A sharp twist was enough to crack the hardened carapace of the fried crab. It also bent the tines of the fork. When we saw the size of the finger bowl we knew this would be a hands on meal and any illusions of delicate dining were soon forgotten. Without crab crackers, the creative use of fingers and forks was required to extract the succulent pepper infused crab meat. I even managed to cut a finger wrestling with a razor sharp claw. Despite the challenge of eating crab, and the risk of injury, Kampot Pepper Crab was our favourite Cambodian dish.

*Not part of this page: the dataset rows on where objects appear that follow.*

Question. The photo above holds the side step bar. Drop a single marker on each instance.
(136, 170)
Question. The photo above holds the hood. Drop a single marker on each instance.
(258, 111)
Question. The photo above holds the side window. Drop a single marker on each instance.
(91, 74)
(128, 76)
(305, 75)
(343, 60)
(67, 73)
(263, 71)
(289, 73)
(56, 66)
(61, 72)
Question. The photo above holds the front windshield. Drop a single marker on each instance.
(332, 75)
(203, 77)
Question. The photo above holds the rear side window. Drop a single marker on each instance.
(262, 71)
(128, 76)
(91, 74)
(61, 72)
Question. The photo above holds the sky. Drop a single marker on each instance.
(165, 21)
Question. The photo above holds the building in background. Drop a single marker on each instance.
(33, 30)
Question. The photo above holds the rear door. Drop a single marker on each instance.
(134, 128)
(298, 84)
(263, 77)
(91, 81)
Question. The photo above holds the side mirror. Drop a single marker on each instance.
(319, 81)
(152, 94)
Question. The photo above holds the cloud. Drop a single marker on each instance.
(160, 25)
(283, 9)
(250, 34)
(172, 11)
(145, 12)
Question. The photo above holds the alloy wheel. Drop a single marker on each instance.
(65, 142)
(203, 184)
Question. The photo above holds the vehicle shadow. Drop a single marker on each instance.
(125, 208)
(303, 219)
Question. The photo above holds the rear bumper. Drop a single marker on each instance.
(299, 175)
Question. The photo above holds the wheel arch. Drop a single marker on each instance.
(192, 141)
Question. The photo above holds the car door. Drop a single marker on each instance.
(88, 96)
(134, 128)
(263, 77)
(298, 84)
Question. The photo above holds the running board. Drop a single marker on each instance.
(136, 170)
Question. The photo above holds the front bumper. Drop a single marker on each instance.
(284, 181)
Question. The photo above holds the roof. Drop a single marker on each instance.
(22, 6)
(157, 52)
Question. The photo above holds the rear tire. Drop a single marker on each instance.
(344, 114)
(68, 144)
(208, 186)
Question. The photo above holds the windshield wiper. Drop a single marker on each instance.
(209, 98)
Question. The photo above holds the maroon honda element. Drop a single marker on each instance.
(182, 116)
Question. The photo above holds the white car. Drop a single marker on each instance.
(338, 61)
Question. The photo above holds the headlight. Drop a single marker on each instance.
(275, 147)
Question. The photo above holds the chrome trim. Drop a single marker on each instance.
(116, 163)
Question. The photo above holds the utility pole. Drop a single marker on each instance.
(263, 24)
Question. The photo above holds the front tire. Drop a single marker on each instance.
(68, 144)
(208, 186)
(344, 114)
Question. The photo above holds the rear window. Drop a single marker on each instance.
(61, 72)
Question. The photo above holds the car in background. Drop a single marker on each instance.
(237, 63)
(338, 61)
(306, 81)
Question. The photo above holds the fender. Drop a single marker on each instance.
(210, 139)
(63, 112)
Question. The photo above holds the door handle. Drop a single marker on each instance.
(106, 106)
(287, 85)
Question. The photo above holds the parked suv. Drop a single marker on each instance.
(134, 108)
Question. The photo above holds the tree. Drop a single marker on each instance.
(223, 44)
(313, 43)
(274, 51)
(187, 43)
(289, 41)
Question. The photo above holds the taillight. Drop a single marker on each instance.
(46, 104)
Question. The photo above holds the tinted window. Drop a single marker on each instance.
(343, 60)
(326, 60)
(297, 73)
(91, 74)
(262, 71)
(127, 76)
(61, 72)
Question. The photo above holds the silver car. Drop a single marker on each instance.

After several weeks of exploring ancient temples and the legacy of the Khmer Rouge it was time to slow things down in Kampot on Cambodia's small but perfectly formed coast. The French colonial shophouses that line the riverfront of this sleepy town are packed with cafes and restaurants that cater almost exclusively to the burgeoning expat and tourist population. We found it a welcome retreat from the party atmosphere in some of Cambodia's other hotspots.
Kampot's Famous Products
Kampot Province is well known for two crops. The first and most famous is Kampot pepper, one of the country's biggest exports. With a legacy spanning more than 700 years, it's unsurprising that pepper turns up in a lot of local cooking. Instead of drying and grinding the pepper, dishes are often garnished with whole stalks of fresh green peppercorns. Although we found the taste overpowering in some dishes, it perfectly balanced the sweet sauce of our Kampot Pepper Crab.
Kampot Pepper Crab
The main attraction for a lot of Kampot's foreign visitors however is the region's second crop, Marijuana. This is almost as common a garnish as the peppercorns. Traditionally, Khmer cooking includes marijuana, for the flavour of course. This has led to fairly relaxed laws on possessing small quantities for cooking and medicinal use. These special concessions do not apply to foreigners and smoking marijuana is illegal for everyone. In practice however, the rules seem flexible. A significant proportion of local restaurants openly advertise happy pizzas, happy shakes and a number of other 'ecstatic' offerings. We saw plenty of people openly skinning up in parks and cafes and our hostel's bar even sold pre-rolled joints.
So, What Is There To Do In Kampot?
Although there are a few tourist attractions, Kampot is primarily a place to take a break from the world and, according to a tripping kayaker we encountered, reality. Google lists the Durian Roundabout as the number one attraction in Kampot. This aptly named sculpture is no more than a giant durian in the middle of a busy roundabout. Although it is surprisingly photogenic, Kampot does have more to offer.
Kampot's Night Markets
After dark, two night markets entertain local families and visitors alike. With all the usual food and clothes stalls, we found the main night market in the centre of town quite generic. Down by the river however, the colourful Borkor night market was a lot more fun. We watched rollerbladers cruising around the skate park and jealously admired the kids driving floating jetski dodgems. Sadly, these weren't big enough for adults. There was even a karaoke stage but we didn't see anyone brave enough to perform.
Sunset Cruising on Preaek Tuek Chhu River
A highlight of our time in Kampot was a sunset cruise on the river. We set sail as dusk approached, just in time to see the brightly coloured boats of the fishing fleet heading out to sea. Relaxing on deck with our sundowners, we watched the sun sink behind Mount Bokor as the sky turned golden. After the last light had faded, the cruise had one more treat in store. Along the riverbank, tiny pinpricks of green light flashed sporadically in the trees. As our eyes adjusted, the eerie glow of the fireflies became more apparent, the perfect way to finish off our cruise.
Despite the Durian Roundabout's obvious charm, there is more to Kampot. The Old Market building is now full of cafes and restaurants and we whiled away several sunny afternoons there. Across the road, the old Fish Market has reopened as an excellent seafood restaurant. Sunsets are a big deal too. Most people will enjoy a sundowner either from the comfort of a river cruise or along the riverbank during happy hour. Kampot is also a good base for visiting the former French holiday resort on Mount Bokor, as well as being a pleasant place to relax.
The Fishing Fleet
Kampot Travel Tips
Tours of Bokor Hill Station often include tickets for a sunset river cruise. Bear this in mind before booking a separate cruise.
Unless you're staying in the centre of town, there may not be street lights on your walk home. It is advisable to bring a torch, if only to placate the local dogs. We found they were much less aggressive when they could see who was passing by.
How To Get To Kampot
Unless you want a very long ride on a motorbike from Phnom Penh, it's probably best to take a bus to Kampot. In Cambodia, we used both Giant Ibis and Sorya bus services. Both were good. Giant Ibis offers a more comfortable service but Sorya tend to be cheaper.